Alfred, Lord Tennyson – “In the Garden at Swainston”
This week’s poem comes from a collection of Alfred, Lord Tennyson’s poetry my grandmother gave me to add to my collection of old books during my visit to New York. The book itself I have only glanced through, but one poem in particular stood out from the other’s I’ve read. The short, three stanza poem contains some very powerful images and I’ve returned to the poem several times during my stay.
The poem conveys a strong sense of loss from someone truly meaningful to the speaker of the poem. What stands out to me though, is that this is not a poem about the one person this speaker loved but rather the three people he has loved separately but in some way equally. The only defining difference is that the person lamented in this poem is the “last of the three.”

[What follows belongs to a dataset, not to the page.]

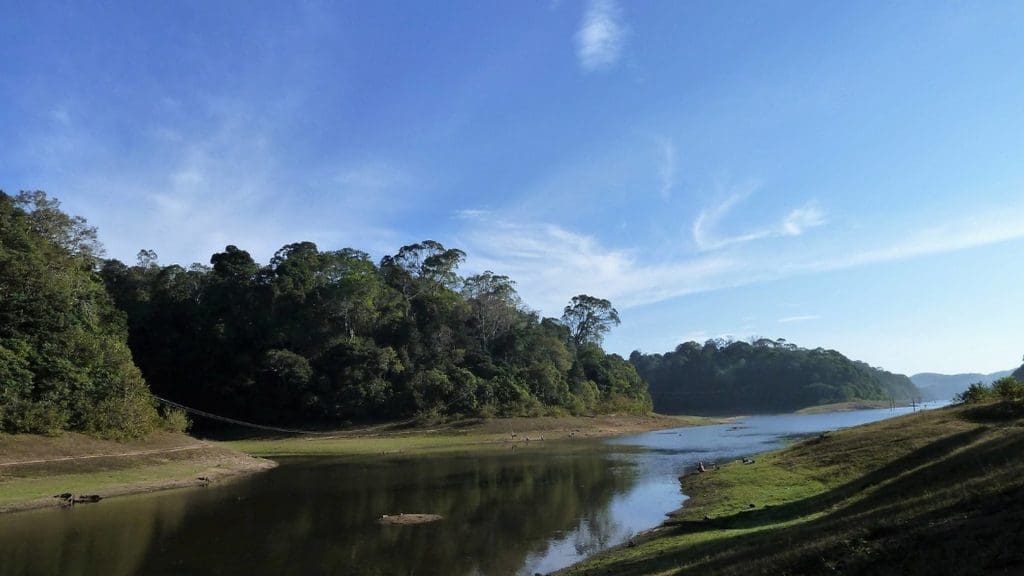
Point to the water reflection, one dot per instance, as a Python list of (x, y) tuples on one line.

In the Garden at Swainston
Nightingales warbled without,
Within was weeping for thee;
Shadows of three dead men
Walk’d in the walks with me,
Shadows of three dead men, and thou wast one of the three.
Nightingales sang in the woods;
The Master was far away;
Nightingales warbled and sang
Of a passion that lasts but a day;
Still in the house in his coffin the Prince of courtesy lay.
Two dead men have I known
In courtesy like to thee:
Two dead men have I loved
With a love that ever will be:
Three dead men have I loved, and thou art last of the three.